2. What is the best diet for PCOS?
The Mediterranean diet is commonly recommended due to its emphasis on whole grains, healthy fats, vegetables, and lean proteins. It helps reduce inflammation, balance hormones, and improve insulin function.


3. Which foods worsen PCOS symptoms?
Foods high in refined sugar, saturated fats, and processed ingredients—such as white bread, sugary drinks, fried foods, and red meat—can worsen PCOS symptoms by increasing inflammation and insulin resistance.


4. Can women with PCOS eat carbs?
Yes, but it’s best to choose complex, low-glycemic carbs like whole grains, legumes, and non-starchy vegetables. These help stabilize blood sugar and reduce insulin spikes without cutting out carbs entirely.


5. Are dairy products good or bad for PCOS?
Low-fat dairy in moderation may be fine for many women with PCOS, but full-fat or sweetened dairy products may increase inflammation or hormone imbalance in some cases. It depends on individual tolerance.


6. Is intermittent fasting safe for PCOS?
Intermittent fasting may not be ideal for everyone with PCOS. It can lead to blood sugar instability and binge eating. Most experts recommend balanced, smaller meals every 4 hours to regulate insulin levels.
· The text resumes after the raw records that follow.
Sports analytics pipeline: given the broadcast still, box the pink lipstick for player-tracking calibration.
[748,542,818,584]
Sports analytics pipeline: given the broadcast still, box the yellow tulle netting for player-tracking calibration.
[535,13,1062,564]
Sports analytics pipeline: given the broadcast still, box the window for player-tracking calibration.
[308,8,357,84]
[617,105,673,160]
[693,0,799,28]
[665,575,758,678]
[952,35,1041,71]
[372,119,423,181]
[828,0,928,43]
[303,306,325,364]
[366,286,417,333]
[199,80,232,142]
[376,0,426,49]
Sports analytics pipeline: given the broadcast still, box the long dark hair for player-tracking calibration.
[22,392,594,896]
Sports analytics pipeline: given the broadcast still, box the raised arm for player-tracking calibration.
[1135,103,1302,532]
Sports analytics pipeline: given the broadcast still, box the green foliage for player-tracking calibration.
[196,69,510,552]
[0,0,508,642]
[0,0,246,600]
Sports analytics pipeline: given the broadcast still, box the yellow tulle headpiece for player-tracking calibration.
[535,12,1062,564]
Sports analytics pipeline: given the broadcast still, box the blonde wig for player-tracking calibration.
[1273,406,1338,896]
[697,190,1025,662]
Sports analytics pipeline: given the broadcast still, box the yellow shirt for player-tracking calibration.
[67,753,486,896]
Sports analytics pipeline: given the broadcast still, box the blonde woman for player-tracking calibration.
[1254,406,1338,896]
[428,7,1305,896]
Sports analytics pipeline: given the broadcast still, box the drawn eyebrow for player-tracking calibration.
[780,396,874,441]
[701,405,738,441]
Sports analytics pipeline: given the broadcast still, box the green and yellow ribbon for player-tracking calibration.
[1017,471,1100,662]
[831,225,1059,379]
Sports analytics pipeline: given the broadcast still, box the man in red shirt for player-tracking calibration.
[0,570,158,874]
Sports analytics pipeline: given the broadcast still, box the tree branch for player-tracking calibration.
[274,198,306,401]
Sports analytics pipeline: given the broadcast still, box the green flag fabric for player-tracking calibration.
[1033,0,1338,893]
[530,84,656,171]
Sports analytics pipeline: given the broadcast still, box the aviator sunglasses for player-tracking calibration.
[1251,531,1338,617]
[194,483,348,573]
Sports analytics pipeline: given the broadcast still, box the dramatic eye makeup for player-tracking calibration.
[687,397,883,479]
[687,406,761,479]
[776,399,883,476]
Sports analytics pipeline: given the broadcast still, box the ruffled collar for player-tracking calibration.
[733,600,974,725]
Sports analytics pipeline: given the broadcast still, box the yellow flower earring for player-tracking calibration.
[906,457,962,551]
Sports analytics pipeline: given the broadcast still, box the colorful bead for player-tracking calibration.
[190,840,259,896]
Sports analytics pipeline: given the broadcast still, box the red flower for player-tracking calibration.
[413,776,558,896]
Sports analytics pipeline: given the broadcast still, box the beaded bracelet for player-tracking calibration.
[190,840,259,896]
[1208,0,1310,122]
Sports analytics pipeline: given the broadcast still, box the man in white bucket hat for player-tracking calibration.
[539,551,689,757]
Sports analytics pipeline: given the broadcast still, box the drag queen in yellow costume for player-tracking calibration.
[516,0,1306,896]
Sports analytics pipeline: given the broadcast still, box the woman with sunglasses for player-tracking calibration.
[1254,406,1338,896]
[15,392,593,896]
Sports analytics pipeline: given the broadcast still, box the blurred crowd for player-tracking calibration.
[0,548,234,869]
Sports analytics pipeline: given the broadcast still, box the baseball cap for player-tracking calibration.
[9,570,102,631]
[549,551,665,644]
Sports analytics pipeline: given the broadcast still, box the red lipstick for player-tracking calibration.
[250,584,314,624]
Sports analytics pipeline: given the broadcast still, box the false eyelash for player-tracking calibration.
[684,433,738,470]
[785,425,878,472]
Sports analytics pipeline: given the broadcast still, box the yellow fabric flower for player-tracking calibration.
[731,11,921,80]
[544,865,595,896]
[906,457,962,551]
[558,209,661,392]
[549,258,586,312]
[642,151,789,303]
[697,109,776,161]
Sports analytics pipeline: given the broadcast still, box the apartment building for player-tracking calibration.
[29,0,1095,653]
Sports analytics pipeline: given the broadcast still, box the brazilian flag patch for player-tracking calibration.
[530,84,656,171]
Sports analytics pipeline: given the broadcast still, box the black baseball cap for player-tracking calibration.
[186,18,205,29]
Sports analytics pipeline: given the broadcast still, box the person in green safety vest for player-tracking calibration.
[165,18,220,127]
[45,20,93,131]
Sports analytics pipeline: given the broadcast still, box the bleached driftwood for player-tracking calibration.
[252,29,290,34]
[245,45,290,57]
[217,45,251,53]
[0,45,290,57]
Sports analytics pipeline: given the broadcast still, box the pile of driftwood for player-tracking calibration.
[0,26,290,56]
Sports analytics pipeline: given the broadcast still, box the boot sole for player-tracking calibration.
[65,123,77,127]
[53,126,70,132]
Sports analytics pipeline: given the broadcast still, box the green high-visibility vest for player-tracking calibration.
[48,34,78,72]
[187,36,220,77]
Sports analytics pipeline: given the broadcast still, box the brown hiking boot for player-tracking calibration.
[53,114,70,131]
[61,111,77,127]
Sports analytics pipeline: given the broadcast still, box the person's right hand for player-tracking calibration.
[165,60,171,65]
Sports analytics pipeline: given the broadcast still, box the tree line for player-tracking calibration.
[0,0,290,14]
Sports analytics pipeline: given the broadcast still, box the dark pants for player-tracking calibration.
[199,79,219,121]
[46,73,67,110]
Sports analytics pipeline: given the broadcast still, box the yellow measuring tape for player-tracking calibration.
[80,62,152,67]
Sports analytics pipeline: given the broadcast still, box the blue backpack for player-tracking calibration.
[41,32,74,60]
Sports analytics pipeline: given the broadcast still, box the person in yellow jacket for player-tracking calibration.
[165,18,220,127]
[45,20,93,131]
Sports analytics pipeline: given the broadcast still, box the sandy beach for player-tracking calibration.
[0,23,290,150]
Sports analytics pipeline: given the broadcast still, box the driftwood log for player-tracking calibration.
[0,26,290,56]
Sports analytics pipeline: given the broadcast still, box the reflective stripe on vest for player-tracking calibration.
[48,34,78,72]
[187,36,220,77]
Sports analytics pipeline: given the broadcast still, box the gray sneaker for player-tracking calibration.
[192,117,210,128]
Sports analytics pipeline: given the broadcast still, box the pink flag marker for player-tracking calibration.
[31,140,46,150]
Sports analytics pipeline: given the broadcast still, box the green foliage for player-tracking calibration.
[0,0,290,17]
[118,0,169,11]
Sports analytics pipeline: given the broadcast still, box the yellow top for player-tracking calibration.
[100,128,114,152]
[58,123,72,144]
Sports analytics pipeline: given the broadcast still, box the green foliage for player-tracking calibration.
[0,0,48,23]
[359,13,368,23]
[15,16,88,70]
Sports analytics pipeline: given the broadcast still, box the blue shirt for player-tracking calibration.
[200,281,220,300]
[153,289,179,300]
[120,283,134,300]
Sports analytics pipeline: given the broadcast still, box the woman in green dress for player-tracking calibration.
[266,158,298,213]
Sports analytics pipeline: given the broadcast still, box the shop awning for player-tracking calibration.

7. What drinks should I avoid with PCOS?
Avoid sugary beverages like soda, sweetened teas, energy drinks, and alcohol. Instead, choose water, herbal teas, or seltzer with fruit for hydration without added sugar.


8. Can losing weight help manage PCOS symptoms?
Yes. Even a 5–10% reduction in body weight can significantly improve symptoms like irregular periods, acne, and insulin resistance. Weight loss is most effective when achieved through diet and regular exercise.


9. Is the keto diet recommended for PCOS?
The keto diet may offer short-term benefits but isn’t ideal long-term for most women with PCOS. It often eliminates healthy carbs needed for balanced blood sugar. A moderate-carb, fiber-rich diet is usually safer.


10. Are there natural remedies or supplements for PCOS?
Some women find relief using supplements like inositol, omega-3 fatty acids, and vitamin D. However, these should be used under medical supervision as part of a broader diet and lifestyle approach.